The Australian Government has an ambitious, complex plan to field nuclear-powered submarines (SSNs) by the early 2030s, but is it feasible?

In the latest instalment of its Debate Papers series, the United States Studies Centre (USSC) at the University of Sydney invited two leading thinkers on maritime strategy to debate whether the AUKUS Optimal Pathway is the best way forward to realise Australia’s strategic interests.

“The acquisition of SSNs presents a tremendous challenge and opportunity for Australia,” says USSC CEO Dr Michael Green. “The USSC is committed to a robust debate of all aspects of AUKUS.”

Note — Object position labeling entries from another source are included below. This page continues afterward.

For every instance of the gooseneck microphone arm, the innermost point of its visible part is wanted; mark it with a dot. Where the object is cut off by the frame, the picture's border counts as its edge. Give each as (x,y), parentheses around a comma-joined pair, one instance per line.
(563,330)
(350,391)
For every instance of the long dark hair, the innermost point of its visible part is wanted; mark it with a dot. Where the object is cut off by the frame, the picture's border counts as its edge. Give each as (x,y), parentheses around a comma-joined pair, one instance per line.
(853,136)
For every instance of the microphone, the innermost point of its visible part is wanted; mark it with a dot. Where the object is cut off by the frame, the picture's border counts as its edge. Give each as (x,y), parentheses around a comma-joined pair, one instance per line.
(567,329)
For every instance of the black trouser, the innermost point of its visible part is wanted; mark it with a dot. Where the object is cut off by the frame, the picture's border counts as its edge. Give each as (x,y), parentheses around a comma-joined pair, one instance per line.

Dr Elizabeth Buchanan, an expert associate of the Australian National University National Security College, argues that, though nuclear-powered submarines are the right choice for Australia, Canberra should scrap plans to build its own SSN-AUKUS submarine. Taking stock of labour shortages, time and funding constraints, and political will among AUKUS partners, she says Australia should prioritise building interoperability with the United States. In addition to purchasing three to five US Virginia-class SSNs, this would involve embracing Australia's advantages as a key regional pit-stop to support an enhanced US and UK SSN presence from Australian shores.

Dr Richard Dunley, a senior lecturer at UNSW Canberra argues that the Optimal Pathway chosen by the Australian Government is the best of the few options available to Australia. The transfer of the US Virginia-class submarines will be, Dunley argues, further enhanced by developing an indigenous SSN capability. The smaller and cheaper British-designed SSN-AUKUS is a better fit for Australia than alternatives and allows Australia and the UK to develop a shared industrial base to support a joint fleet.

Is Australia’s AUKUS submarine pathway really ‘optimal,’ is the 13th instalment of The Debate Papers.